In my opinion, the performance issue reported is to critical that it should
be considered a regression. The only option is to either revert the initial
change or fix it as soon as possible.

The backward compatibility issue introduced to this fix, on the other hand,
doesn't impact the behavior of the broker other than the reported json from
the stats call. It's a much lesser evil than broker running out of memory
with tens of millions of ProducerStatsImpl as I have seen.

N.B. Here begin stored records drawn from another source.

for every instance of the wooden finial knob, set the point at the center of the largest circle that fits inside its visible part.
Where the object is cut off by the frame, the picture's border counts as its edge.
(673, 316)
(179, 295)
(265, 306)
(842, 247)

I would prefer deprecating aggregatePublisherStatsByProducerName, but at
the same time I see the reason behind keeping the feature intact in a minor
version change. Nozimo's proposal of
forceAggregatePublisherStatsByProducerName is basically keeping*
aggregatePublisherStatsByProducerName=false
*an option right? What if we change aggregatePublisherStatsByProducerName
to default to true, and logs a warning if it's set to false?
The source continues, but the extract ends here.